During the glutamine synthetase reaction, an ATP, a glutamate, and an ammonium diffuse into the active site of glutamate synthase. Active sites are cylindrical and located at each interface of adjacent subunits; each subunit is catalytically active.

The substrates are coordinated to two magnesium ions.  In the image below, magnesiums are depicted as spheres, ADP is in red (used in the crystal structure instead of ATP), and the glutamate analogue and inhibitor phosphinothricin is shown in blue.
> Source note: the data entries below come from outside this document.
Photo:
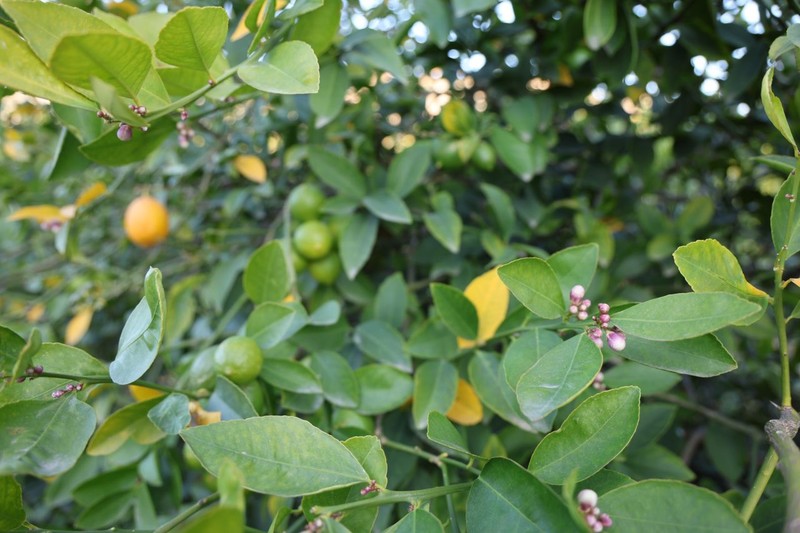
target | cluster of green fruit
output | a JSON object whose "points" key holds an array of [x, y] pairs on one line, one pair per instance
{"points": [[313, 240], [462, 143]]}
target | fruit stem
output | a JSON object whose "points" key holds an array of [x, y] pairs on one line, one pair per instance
{"points": [[89, 380]]}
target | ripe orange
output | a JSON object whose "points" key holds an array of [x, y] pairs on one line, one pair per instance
{"points": [[146, 221]]}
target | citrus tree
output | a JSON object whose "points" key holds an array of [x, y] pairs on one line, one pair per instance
{"points": [[398, 266]]}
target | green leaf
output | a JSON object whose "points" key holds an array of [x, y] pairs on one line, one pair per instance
{"points": [[785, 217], [417, 521], [356, 243], [319, 27], [488, 379], [373, 48], [408, 169], [57, 358], [505, 497], [279, 455], [230, 401], [708, 266], [266, 276], [338, 172], [502, 208], [115, 59], [456, 310], [289, 68], [599, 22], [702, 356], [388, 206], [445, 225], [328, 102], [339, 382], [142, 334], [20, 69], [11, 345], [171, 415], [43, 438], [652, 505], [13, 514], [383, 388], [193, 37], [290, 375], [558, 377], [650, 380], [590, 438], [465, 7], [109, 150], [683, 316], [774, 109], [533, 282], [442, 431], [432, 340], [382, 342], [525, 159], [44, 24], [525, 351], [129, 422], [272, 323], [391, 300], [435, 384]]}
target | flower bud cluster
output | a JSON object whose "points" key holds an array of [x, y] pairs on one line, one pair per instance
{"points": [[185, 132], [578, 306], [597, 521], [614, 335], [69, 388]]}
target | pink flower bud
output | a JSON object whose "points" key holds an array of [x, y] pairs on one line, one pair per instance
{"points": [[587, 496], [125, 132], [576, 294], [616, 340]]}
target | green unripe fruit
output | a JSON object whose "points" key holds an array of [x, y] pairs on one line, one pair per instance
{"points": [[326, 270], [305, 202], [239, 359], [313, 239]]}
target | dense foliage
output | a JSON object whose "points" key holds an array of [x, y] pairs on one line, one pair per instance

This reaction has several crucial functions.  First, it is a key step in nitrogen fixation, allowing plants to incorporate ammonia they receive from symbiotic bacteria into nontoxic glutamine, for transport through the plant.  The reaction also allows glutamine synthetase to scavange free ammonia and glutamate.  This is critical in neurons, where both substances are toxic in high concentration and must be carefully regulated.  Some research suggests that damaged glutamine synthetase contributes to Alzheimer's Disease. The oxidative stress created by amyloid plaques damages glutamine synthase, which is concentrated in neural support cells called astrocytes, and the protein's toxic substrates build up and harm neurons.³  Finally, glutamine synthetase is a key transporter of nitrogen, and supplies nitrogen for synthesis  compounds such as nucleotides and certain amino acids.

3. Glutamine synthetase is exquisitely regulated on several levels.  

This intricate regulation suggests the importance of the glutamine synthetase reaction for cells to function.  First, at least nine molecules, all of which are eventual endproducts of the glutamine synthetase reaction, allosterically regulate the enzyme in a "dimmer switch" fashion.  The many subunits of the enzyme change their interaction with each other when the allosteric effectors bind, and the enzyme shifts from a taut, active conformation to a relaxed, inactive confirmation.  Further, the shift in enzyme activity is not all-or-none.  Instead, the allosteric modulators have a gradual additive effect, so that the activity of the enzyme is fine-tuned to the cell's overall need for nitrogen, and does not reflect the quantities of only one nitrogen-containing molecule.  Glutamine synthetase can also be covalently modified.  An adenylyltransferase can covalently attach an AMP to a tyrosine residue on each subunit.  Each adenylated tyrosine decreases the activity of the enzyme and increases its susceptibility to allosteric inhibition.  The enzymes responsible for adenylation are further subject to regulation, increasing the sensitivity of glutamine synthetase to the concentrations of its products and substrates.⁴  

References:

1. Yamashita, M. M.; Almassy, R. J.; Janson, C. A.; Duilio, C.; Eisenberg, D. J. Biol. Chem. 1989, 264,   17681-17690.

2.   Cox, M. M., and Nelson, D. L. In Lehninger: Principles of Biochemistry,  5th Edition.  Katherine, A.; Rossignol, R.; Britch, J.; Shriner, P.; McCaffrey, P.; Geller, E.; Moscateli, B.; Eds. W.H. Freeman and Company: New York, 2008.

3.  Tumani, H.; GuoQiu, Shen; Peter, J.; Bruck W.  Arch Neurol. 1999, 56, 1241-1246.

4.  Stadtman, E. J. Biol. Chem. 2001, 276, 44357-44364.